Ray actors with tf logical gpus

How severe does this issue affect your experience of using Ray?

  • High: It blocks me to complete my task.

I was trying to integrate gpu logical partition with ray core actors for parallel gpu computation using single gpu with 32GB VRAM

PARALLEL_CALLS=10
@ray.remote(num_gpus=1 / PARALLEL_CALLS)
class AsyncClients:
    def __init__(self, cid):
        gpus = tf.config.list_physical_devices("GPU")
        if gpus:

            try:
                tf.config.set_logical_device_configuration(
                    gpus[0],
                    [
                        tf.config.LogicalDeviceConfiguration(memory_limit=512)
                        for _ in range(PARALLEL_CALLS)
                    ],
                )
                logical_gpus = tf.config.list_logical_devices("GPU")

            except RuntimeError as e:
                # Virtual devices must be set before GPUs have been initialized
                print(e)

        self.cid = cid
        self.device = logical_gpus[self.cid].name
        self.model = client_model(self.cid)
        x_train, y_train = client_data(self.cid, NUM_CLIENTS)
        split_idx = math.floor(len(x_train) * 0.9)  # Use 10% of x_train for validation
        self.x_train, self.y_train = x_train[:split_idx], y_train[:split_idx]
        self.x_val, self.y_val = x_train[split_idx:], y_train[split_idx:]

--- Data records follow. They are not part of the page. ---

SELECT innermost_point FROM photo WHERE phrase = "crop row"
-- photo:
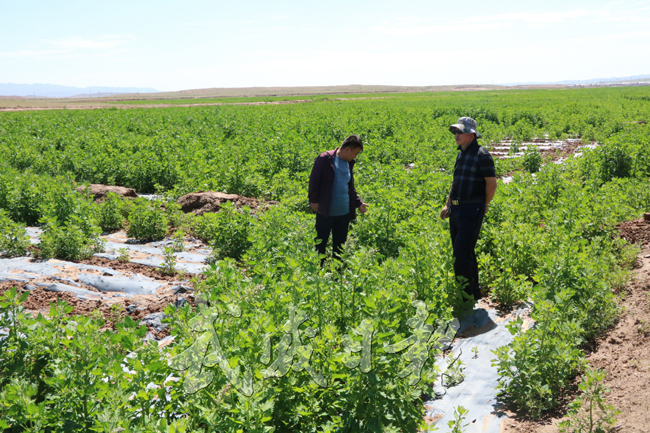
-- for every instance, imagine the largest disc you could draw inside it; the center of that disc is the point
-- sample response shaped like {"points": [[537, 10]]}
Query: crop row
{"points": [[549, 238]]}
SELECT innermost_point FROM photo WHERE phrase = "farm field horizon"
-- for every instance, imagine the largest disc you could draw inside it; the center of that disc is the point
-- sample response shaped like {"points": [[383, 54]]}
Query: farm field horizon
{"points": [[549, 242]]}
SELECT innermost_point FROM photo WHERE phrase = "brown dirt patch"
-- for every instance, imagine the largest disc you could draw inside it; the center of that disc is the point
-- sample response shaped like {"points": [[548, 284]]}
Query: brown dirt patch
{"points": [[136, 268], [100, 192], [623, 352], [39, 301], [211, 201]]}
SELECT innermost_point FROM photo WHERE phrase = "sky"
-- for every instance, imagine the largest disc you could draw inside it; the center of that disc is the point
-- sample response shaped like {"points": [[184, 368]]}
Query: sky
{"points": [[174, 45]]}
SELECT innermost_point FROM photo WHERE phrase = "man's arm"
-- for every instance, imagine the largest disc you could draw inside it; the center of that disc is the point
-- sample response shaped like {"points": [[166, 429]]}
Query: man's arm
{"points": [[358, 203], [444, 213], [314, 183], [490, 190]]}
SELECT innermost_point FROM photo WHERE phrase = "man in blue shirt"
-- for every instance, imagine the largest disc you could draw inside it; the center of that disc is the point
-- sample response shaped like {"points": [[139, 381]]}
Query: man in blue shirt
{"points": [[332, 194], [472, 189]]}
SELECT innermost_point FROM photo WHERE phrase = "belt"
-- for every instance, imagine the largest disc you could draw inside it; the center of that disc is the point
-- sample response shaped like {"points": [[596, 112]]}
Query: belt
{"points": [[469, 201]]}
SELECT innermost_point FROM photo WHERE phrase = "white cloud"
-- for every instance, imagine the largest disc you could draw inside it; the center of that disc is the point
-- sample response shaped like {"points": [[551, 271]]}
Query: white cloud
{"points": [[415, 26], [83, 43], [21, 54], [196, 24]]}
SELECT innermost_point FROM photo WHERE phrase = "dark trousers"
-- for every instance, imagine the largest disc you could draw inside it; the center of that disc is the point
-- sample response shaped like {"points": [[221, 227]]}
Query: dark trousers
{"points": [[337, 226], [465, 225]]}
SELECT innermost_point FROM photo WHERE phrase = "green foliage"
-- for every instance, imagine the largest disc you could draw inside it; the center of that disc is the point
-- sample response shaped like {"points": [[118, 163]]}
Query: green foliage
{"points": [[123, 255], [226, 231], [111, 213], [548, 238], [147, 221], [14, 240], [532, 159], [456, 425], [590, 412], [179, 241], [168, 267], [74, 240], [453, 375]]}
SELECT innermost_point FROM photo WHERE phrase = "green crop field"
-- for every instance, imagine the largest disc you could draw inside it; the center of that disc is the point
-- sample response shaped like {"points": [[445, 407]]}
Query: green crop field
{"points": [[279, 348]]}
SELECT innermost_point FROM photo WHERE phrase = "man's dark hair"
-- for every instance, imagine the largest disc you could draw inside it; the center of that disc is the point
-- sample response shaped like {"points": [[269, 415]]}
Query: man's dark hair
{"points": [[353, 141]]}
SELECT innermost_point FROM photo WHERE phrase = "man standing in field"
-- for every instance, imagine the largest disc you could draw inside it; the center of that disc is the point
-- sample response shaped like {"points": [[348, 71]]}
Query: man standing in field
{"points": [[332, 194], [471, 191]]}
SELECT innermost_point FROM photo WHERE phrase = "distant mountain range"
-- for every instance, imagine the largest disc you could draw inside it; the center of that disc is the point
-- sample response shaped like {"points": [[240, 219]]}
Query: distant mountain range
{"points": [[590, 81], [55, 91]]}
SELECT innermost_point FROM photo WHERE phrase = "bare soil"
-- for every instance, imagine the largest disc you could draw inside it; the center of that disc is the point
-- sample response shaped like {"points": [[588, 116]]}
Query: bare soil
{"points": [[623, 352], [211, 201]]}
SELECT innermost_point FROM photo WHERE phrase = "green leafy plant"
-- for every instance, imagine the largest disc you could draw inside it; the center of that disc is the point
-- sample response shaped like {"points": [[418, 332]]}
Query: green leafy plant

    def get_parameters(self, config):
        return self.model.get_weights()

    def fit_and_evaluate(self, parameters, config):
        with tf.device(self.device):
            # train
            self.model.set_weights(parameters)
            self.model.fit(
                self.x_train, self.y_train, epochs=config["epochs"], verbose=2
            )
            # evaluate
            loss, acc = self.model.evaluate(self.x_val, self.y_val, verbose=2)

Here, I divide entire my GPU RAM to use with ray but unfortunately I got into memory related errors.
Kindly help to resolve this issue of parallel training processes using single GPU.
Thanks a lot :slight_smile:

@MakGulati mind sharing what error you are getting? Looking at the code it seems

  • the init code will be called PARALLEL_CALLS times on the same GPU.
  • it’s also possible that the virtual devices is not well supported by Ray
  • or you are simply running out of GPU memory.

Thanks for reporting the issue @MakGulati

I’m going to mark this as resolved since @Chen_Shen provided directions to troubleshoot. Once you have a chance to try these we should reopen the discussion.